Minister Wiersma: ,,Iedereen moet op school goed leren lezen, schrijven, rekenen en leren hoe we in Nederland met elkaar omgaan. Maar je ontwikkeling gaat over veel meer dan dat: een groot deel daarvan gebeurt buiten de school, in je omgeving daaromheen. Je ontdekt bijvoorbeeld dat je goed kunt programmeren als je met vrienden thuis aan computerprogramma’s sleutelt. Door in een team te sporten, leer je beter samen te werken. We moeten zorgen dat elk kind optimaal kansen kan pakken, ongeacht waar je woont, het inkomen van je ouders of de omstandigheden waarin je opgroeit. Daarom gaan we komende jaren aan de slag met het verrijken van de school en omgeving voor leerlingen in het primair- en voortgezet onderwijs, zodat uiteindelijk alle leerlingen eerlijke kansen krijgen.’’
Voorlopers en starters
Binnen het programma werken scholen, gemeenten, kinderopvangorganisaties, sportclubs en andere lokale partijen samen om de kansen voor kinderen te vergroten. Wat je naast school leert, is immers ook belangrijk voor hoe je óp school uit de verf komt en bijvoorbeeld voor de baan die je later krijgt. Het programma School & Omgeving wordt komend schooljaar uitgerold in de 130 gebieden waar dat het hardste nodig is. Met 45 regio’s hiervan die zo’n aanpak al hebben, wordt gekeken wat het beste werkt en zo een methode ontwikkeld waarmee op termijn veel meer leerlingen kunnen worden geholpen. Wiersma bezocht vandaag enkele van deze voorlopers in Rotterdam en Dordrecht en opende met hen het nieuwe schooljaar, onder meer met een speech.

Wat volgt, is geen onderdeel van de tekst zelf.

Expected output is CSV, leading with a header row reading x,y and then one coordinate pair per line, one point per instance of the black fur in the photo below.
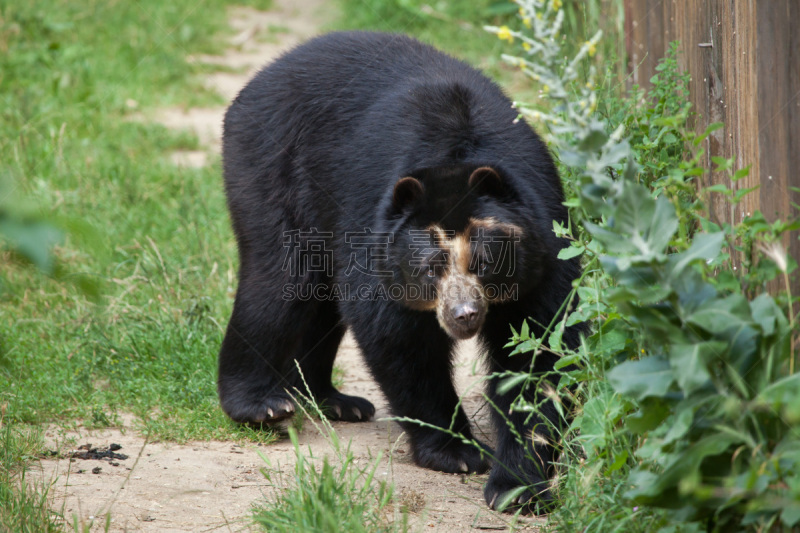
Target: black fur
x,y
319,139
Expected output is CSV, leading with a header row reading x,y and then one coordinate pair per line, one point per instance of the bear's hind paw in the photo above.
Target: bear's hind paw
x,y
338,406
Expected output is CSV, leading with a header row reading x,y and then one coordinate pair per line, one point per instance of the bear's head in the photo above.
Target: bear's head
x,y
461,243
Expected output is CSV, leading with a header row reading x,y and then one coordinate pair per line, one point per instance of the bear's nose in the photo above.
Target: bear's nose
x,y
466,314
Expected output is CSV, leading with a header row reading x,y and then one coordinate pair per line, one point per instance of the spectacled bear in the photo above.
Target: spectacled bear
x,y
377,184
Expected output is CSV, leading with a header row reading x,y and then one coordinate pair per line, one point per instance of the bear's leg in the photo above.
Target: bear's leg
x,y
316,356
525,447
256,358
409,356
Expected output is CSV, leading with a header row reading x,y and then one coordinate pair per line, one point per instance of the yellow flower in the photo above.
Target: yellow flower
x,y
504,34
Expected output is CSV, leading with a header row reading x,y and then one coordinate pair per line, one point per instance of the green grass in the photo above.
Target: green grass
x,y
456,26
152,237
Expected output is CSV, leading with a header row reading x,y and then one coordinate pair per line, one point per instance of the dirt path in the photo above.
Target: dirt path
x,y
206,486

Lokale coalities en lokale keuzes
Hoe je de kansen van kinderen kunt vergroten, kan per regio verschillen. Afhankelijk van de achtergrond van de kinderen, hebben zij immers andere behoeftes. Daarom kiezen lokale coalities van scholen, gemeenten en andere organisaties zelf wat ze aan extra activiteiten bieden. Het kabinet trekt voor kansengelijkheid de komende jaren in totaal 1 miljard euro uit. Specifiek voor School & Omgeving is dit jaar 34 miljoen euro beschikbaar.
Veilige omgeving
De activiteiten vinden op of rond de school plaats omdat dit voor leerlingen een veilige plek is waar ze toch al zijn. Dat maakt het voor hen heel laagdrempelig om mee te doen. Maar de school hoeft het natuurlijk niet alleen te doen. De lokale coalities voeren samen met de school het programma uit. Dat betekent dan ook dat het programma niet zomaar meer werk betekent voor leraren en ander onderwijspersoneel.
Brede aanpak
Met het programma School & Omgeving geeft minister Wiersma invulling aan afspraken in het coalitieakkoord. Het programma past bij een pakket aan maatregelen die hij eerder dit jaar nam om leerlingen eerlijke kansen te bieden. Zo wil hij er met zijn masterplan basisvaardigheden voor zorgen dat zij beter leren lezen, schrijven en rekenen en kunnen meedoen in de maatschappij. Met het Onderwijsakkoord wordt de loonkloof tussen primair en voortgezet onderwijs gedicht en geïnvesteerd in voldoende en goed opgeleide leraren. Binnen het Nationaal Programma Onderwijs, bijvoorbeeld, is extra aandacht voor leerlingen met veel leervertragingen. Dit programma werd in februari met twee jaar verlengd. Voor de zomer kwam Wiersma met een extra aanpak om het aantal thuiszitters te verminderen.